Fri, Apr 24, 2009 - Page 4 News List

Group pans legislators for abusive conduct

OUT OF BOUNDS The Citizens Congress Watch said the altercation on Wednesday was just one of six major cases of lawmakers overstepping their bounds

By Loa Iok-sin  /  STAFF REPORTER

A Citizens Congress Watch representative yesterday shows photos of Chinese Nationalist Party (KMT) Legislator Lee Ching-hua, left, and Democratic Progressive Party Legislator Chiu Yi-ying at a press conference outside the Legislative Yuan, calling on all legislators to behave themselves.


In reaction to a series of recent misdemeanors by lawmakers — including physical and verbal clashes that occurred on Wednesday — lobby group Citizens Congress Watch (CCW) yesterday called on the legislature to set up a Gender Equality Committee and strengthen the role of the Disciplinary Committee.

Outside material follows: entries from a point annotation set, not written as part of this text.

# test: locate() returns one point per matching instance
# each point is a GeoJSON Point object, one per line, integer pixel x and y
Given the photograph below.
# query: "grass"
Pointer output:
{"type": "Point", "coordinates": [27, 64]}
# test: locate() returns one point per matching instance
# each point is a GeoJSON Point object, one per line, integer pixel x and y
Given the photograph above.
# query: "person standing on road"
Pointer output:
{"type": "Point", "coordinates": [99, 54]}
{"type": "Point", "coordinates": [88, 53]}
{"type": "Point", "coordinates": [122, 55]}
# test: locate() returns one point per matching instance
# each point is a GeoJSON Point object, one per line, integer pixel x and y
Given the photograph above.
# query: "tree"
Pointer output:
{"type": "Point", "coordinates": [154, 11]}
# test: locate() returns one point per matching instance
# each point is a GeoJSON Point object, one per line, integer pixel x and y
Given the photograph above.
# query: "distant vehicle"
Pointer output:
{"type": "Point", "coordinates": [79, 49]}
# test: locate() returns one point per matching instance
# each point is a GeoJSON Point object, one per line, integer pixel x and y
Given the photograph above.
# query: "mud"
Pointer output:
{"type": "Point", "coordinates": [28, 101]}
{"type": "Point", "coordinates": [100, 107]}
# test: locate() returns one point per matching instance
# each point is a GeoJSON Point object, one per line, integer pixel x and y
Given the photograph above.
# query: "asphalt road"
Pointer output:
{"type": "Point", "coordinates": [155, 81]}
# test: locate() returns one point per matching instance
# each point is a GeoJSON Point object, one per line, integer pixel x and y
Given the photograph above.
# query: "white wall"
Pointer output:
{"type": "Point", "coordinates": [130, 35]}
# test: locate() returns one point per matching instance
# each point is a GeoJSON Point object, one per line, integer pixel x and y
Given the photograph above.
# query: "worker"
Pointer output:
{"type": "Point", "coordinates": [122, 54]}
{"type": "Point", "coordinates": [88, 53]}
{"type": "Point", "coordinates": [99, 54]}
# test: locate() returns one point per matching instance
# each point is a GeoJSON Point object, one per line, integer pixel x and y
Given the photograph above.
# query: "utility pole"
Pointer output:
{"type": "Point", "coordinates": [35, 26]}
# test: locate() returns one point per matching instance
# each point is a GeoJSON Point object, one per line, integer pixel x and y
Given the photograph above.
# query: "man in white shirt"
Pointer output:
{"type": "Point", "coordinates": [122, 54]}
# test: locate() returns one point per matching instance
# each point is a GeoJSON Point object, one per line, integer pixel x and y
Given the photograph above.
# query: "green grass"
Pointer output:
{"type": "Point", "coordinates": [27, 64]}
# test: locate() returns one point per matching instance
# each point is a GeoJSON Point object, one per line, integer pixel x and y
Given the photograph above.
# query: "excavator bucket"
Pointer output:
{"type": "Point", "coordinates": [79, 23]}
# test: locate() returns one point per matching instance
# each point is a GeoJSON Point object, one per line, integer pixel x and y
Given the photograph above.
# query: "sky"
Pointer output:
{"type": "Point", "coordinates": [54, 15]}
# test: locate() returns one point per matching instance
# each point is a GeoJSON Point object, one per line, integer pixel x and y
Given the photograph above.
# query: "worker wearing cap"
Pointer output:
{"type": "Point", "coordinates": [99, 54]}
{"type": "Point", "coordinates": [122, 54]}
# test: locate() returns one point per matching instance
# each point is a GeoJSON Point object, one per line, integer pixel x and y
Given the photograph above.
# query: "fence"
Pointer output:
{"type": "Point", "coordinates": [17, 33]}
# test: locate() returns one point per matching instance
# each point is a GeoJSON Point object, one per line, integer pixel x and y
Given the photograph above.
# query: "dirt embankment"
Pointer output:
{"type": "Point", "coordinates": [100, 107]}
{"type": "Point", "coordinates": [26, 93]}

“The incident yesterday [Wednesday], in which Chinese Nationalist Party [KMT] Legislator Lee Ching-hua [李慶華] verbally abused Democratic Progressive Party Legislator Chiu Yi-ying [邱議瑩] that resulted in Chiu slapping him, was not an isolated incident,” CCW executive director Ho Tsung-hsun (何宗勳) said as the group demonstrated outside the legislature. “It was one of what we consider six major cases of legislators overstepping their bounds since this legislature was inaugurated [in February last year].”

The other incidents included one in which KMT Legislator Kuo Su-chun (郭素春) said that the birth rate was too high among lower class people and that their children would only end up homeless. In another, KMT Legislator Lu Chia-chen (盧嘉辰) said that the only way to make Chiu happy was to get her a husband.

“I’m very disappointed with the lawmakers we elected — they need to work harder not only at their jobs, but also to watch what they say and improve their sense of gender equality,” said Kao Ru-ping (高如萍), deputy ­secretary-general of the National Association for the Promotion of Community Universities.

To keep lawmakers from ­misbehaving, CCW chairman Ku Chung-hwa (顧忠華) suggested that the legislature create a Gender Equality Committee, strengthen the role of the Disciplinary Committee and reconsider lawmakers’ immunity from legal action over what they say in legislative sessions.

“The Disciplinary Committee is often in the hands of the majority party — the rules should be revised so that no party can hold more than 50 percent of the seats on the committee so that it can operate more fairly,” Ku said. “There were reasons at the time when lawmakers were granted immunity for what they say during legislative meetings — I think it’s already time to reconsider the application of that immunity.”

In related news, Chiu yesterday continued to lambaste the Chinese Nationalist Party (KMT) for its “verbal violence” following Wednesday’s altercation.

“The KMT, along with some pro-unification media, are conducting a massive smear campaign to make me look like the ‘Queen Bee of the Mafia,’ but anyone that knows me knows I am not that kind of person,” she said.

Chiu said sometimes verbal abuse could cause more damage than physical assault.

She also panned accusations from the KMT that she used her beauty to advance her political career.

“Do I have a choice what kind of face I have?” she said, adding the matter was no longer an issue in her opinion, but she would reserve the right to pursue legal action.